We Are Entrepreneurs: Entrepreneurs hustle, move fast, take ownership. They have autonomy and make decisions. They are opinionated and they don’t hide behind process for protection. They lead with a strong point of view. They are accountable. They do not operate in fear. They are resilient. They are resourceful. They look for solutions when others make excuses. We will entrust, and expect, our leadership and our teams to operate as entrepreneurs.
We Are a Team: We can’t win if we act like a random assortment of siloed groups. We are one team, working together to win. We collaborate and lean in to help each other.
Making It Stick: Bringing Our Values to Life
I felt good about the values I’d defined, but I knew that without action, they’d just be words on paper. I wanted there to be no question in anyone’s mind what our values looked like in practice.

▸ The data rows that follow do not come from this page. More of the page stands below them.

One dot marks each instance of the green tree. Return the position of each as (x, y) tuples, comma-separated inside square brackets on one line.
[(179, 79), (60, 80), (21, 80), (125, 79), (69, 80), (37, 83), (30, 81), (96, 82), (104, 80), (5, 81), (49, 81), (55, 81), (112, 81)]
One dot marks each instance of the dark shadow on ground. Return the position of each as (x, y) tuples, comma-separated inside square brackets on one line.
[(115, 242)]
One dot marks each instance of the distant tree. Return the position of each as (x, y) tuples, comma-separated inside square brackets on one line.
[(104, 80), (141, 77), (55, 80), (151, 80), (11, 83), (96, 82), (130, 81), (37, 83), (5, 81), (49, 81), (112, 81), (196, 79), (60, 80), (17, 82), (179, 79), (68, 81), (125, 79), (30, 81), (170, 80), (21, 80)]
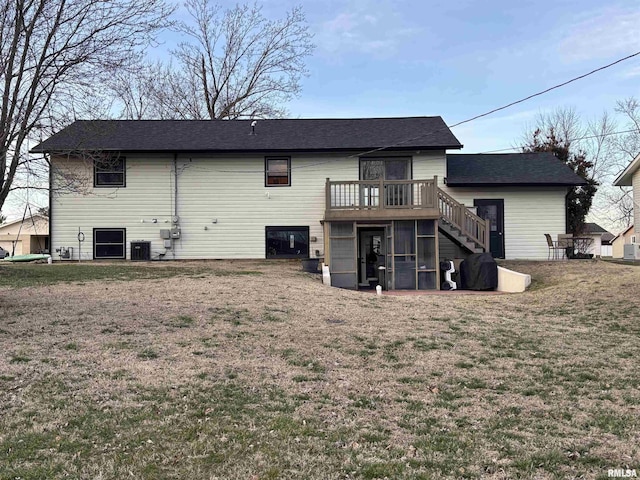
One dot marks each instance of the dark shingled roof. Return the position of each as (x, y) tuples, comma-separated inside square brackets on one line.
[(235, 135), (509, 169)]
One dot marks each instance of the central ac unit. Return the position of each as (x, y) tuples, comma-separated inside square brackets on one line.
[(140, 250), (632, 251)]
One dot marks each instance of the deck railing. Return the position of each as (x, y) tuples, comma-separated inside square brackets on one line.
[(406, 194), (459, 216), (381, 194)]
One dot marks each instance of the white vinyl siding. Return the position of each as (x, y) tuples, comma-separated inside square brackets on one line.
[(147, 196), (231, 192), (224, 206)]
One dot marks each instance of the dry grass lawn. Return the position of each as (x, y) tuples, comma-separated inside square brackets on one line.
[(255, 370)]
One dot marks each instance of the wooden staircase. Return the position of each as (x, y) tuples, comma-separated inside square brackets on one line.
[(461, 225)]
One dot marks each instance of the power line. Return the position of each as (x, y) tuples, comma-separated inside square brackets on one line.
[(586, 137), (599, 69), (448, 127)]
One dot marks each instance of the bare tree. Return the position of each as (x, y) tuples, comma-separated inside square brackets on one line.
[(606, 150), (54, 57), (233, 64)]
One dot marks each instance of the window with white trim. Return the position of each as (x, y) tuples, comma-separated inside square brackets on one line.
[(287, 242), (109, 243), (277, 172), (109, 172)]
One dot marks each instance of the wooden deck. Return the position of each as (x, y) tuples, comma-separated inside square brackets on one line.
[(380, 200)]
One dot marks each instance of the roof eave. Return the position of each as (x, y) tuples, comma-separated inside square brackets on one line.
[(58, 151), (513, 184)]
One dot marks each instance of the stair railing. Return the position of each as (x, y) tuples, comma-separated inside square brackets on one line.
[(461, 218)]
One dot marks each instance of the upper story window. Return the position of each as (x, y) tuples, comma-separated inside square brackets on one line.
[(277, 172), (109, 172), (386, 168)]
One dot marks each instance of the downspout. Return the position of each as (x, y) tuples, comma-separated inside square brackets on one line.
[(175, 201), (50, 205)]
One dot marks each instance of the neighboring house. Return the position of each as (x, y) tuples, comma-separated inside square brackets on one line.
[(597, 234), (606, 250), (623, 238), (21, 238), (362, 193)]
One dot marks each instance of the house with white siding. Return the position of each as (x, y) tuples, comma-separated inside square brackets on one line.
[(360, 193)]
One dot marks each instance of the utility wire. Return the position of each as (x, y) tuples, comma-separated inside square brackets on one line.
[(471, 119), (586, 137)]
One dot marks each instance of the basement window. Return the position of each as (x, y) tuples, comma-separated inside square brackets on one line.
[(109, 172), (287, 242), (109, 243), (277, 172)]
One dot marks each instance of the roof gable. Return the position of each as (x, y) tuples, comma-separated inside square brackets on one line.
[(239, 136), (509, 169)]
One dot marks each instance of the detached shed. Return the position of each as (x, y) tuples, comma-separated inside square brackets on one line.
[(22, 238)]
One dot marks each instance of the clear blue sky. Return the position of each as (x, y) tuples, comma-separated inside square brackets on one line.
[(459, 58)]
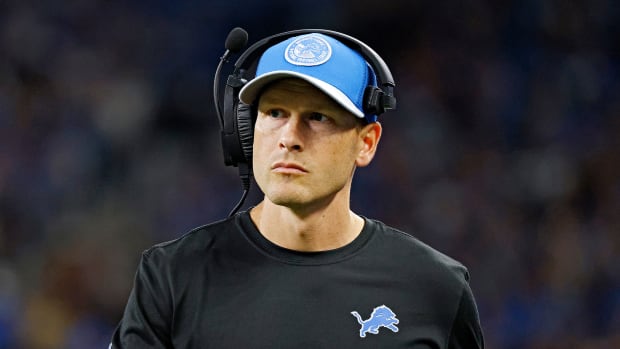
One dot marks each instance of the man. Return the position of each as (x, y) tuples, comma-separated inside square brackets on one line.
[(300, 269)]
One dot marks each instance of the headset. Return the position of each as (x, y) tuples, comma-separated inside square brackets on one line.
[(237, 118)]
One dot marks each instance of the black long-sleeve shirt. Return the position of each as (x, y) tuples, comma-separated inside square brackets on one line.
[(224, 285)]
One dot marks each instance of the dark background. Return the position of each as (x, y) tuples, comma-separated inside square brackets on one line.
[(503, 153)]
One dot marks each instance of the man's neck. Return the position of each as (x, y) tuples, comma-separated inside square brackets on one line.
[(320, 230)]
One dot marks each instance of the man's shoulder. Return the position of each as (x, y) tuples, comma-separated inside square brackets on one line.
[(409, 249), (195, 241)]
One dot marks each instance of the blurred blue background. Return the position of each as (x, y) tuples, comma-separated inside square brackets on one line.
[(503, 153)]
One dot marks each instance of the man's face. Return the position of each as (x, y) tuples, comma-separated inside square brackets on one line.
[(306, 146)]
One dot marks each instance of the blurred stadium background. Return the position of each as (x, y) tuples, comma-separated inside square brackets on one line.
[(504, 152)]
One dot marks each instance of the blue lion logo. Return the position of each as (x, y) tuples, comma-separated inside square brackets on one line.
[(381, 316)]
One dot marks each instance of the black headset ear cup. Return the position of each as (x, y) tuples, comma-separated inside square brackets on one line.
[(245, 128)]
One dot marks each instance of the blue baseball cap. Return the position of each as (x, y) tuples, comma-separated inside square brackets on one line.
[(326, 63)]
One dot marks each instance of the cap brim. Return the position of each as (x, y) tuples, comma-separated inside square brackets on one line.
[(249, 92)]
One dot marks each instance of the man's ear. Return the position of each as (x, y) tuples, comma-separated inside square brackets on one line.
[(369, 139)]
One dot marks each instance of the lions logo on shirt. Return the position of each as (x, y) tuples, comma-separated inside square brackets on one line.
[(381, 316), (308, 50)]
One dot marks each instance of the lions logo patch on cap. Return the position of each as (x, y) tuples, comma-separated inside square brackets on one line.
[(308, 50)]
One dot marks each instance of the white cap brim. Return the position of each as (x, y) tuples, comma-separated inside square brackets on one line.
[(249, 92)]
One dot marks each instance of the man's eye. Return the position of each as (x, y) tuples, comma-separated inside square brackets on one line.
[(318, 117), (275, 113)]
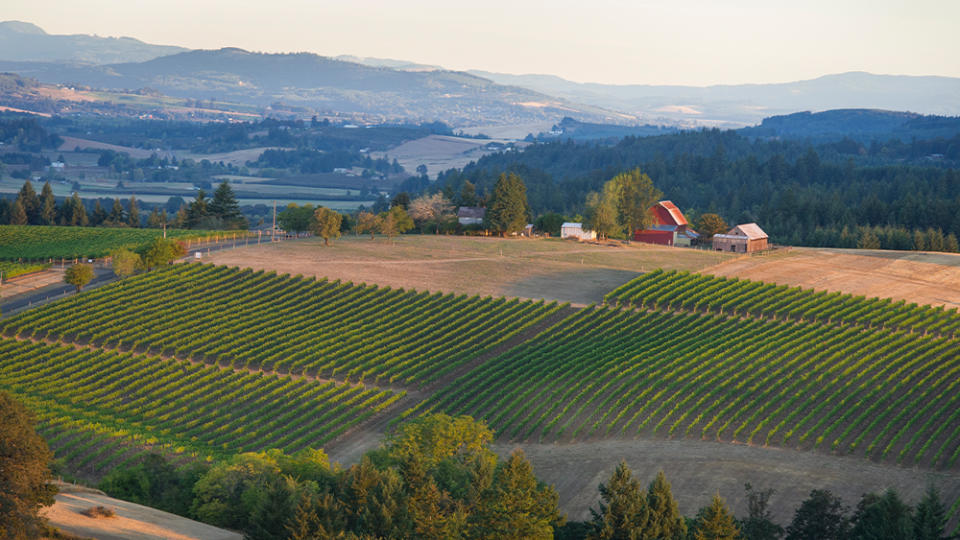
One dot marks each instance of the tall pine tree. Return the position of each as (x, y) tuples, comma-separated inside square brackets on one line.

I asked myself, “If someone came into ZoomInfo with no preparation, what would they hear that would make them believe we are relentless, experts, entrepreneurs, innovators, and a team? And, just as importantly, what would they not hear?”
I wrote down exactly what they would and wouldn’t hear, and shared it with the whole organization as well. Then I made sure those values were everywhere. They went up on every in-office monitor, and I now open every All Hands by talking about one of our values. Here’s an example:
The result? Our team knows these principles now. We’re living them.
And my favorite anecdote happened on a recent podcast where a tangential competitor’s VP of marketing literally cited them after hearing me talk about them in an interview — it stuck for someone who doesn’t even work for us.
For me, that’s the marker of success. It’s why I’ll never look at company values as a boring side effect of corporate sameness ever again, and you shouldn’t either.
Some Final Advice
Founders and CEOs: if you’re struggling with this topic, here are the three most important things to keep in mind.
- Don’t let someone who hasn’t been there since the beginning define who you are and what you stand for as a company. That is YOUR job.
- Don’t be afraid to use your own voice. Resist the temptation to water down your values with corporate-speak.
- Commit to your values. Building culture happens when everyone knows, understands, and can articulate what sort of company you are. Repetition and constant reinforcement are mandatory.
Every founder knows what these are. You should not be afraid of writing down what you think the qualities of successful people at your company are made of.